Von den neun Inputvariablen im Barometer haben sich fünf aufgehellt, während sich vier weiter eingetrübt haben. Den grössten Beitrag zur Stimmungsaufhellung haben das (relativ) starke Abschneiden der Small Caps gegenüber den Large Caps und die rückläufige Nachfrage nach Put-Optionen geleistet.

Im Gegenzug drückten das schwache Abschneiden der zyklischen Aktiensegmente, die Stimmungseintrübung unter US-Kleinanlegern sowie der weitere Anstieg des Volatilitätsindex auf den Euro Stoxx 50 (Vstoxx) das Risk Barometer. In der Summe resultierte der leichte Anstieg.

Grosse Unwägbarkeiten

Vor dem Hintergrund der Eskalation nach der russischen Invasion bleibt die Lage extrem volatil und unübersichtlich, die Risiken sind entsprechend hoch. Putins Drohung, unter Umständen auch vor dem Einsatz atomarer Waffen nicht zurückzuschrecken, illustriert das höchst beunruhigende Umfeld.

Aber auch weniger drastische Massnahmen könnten enormen Schaden anrichten. Sollte etwa Putin auf die jüngsten Verschärfungen westlicher Sanktionen mit einer Drosselung oder gar mit einem Stopp von Öl- und Gaslieferungen reagieren, würden die Energiepreise einen weiteren Schub nach oben erfahren. Das hätte einschneidende Konsequenzen für die Inflation, die europäische Konjunktur – und die Märkte.

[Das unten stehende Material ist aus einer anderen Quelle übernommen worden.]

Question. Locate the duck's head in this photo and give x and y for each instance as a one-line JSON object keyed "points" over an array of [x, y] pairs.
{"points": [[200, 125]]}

Optimistische Szenarien muss man zwar nicht ausschliessen – für heute sind Verhandlungen zwischen Russland und der Ukraine angekündigt –, ihre Eintrittswahrscheinlichkeit scheint momentan allerdings eher gering. Wir wiederholen deshalb unsere Empfehlung einer defensiven Portfolioausrichtung.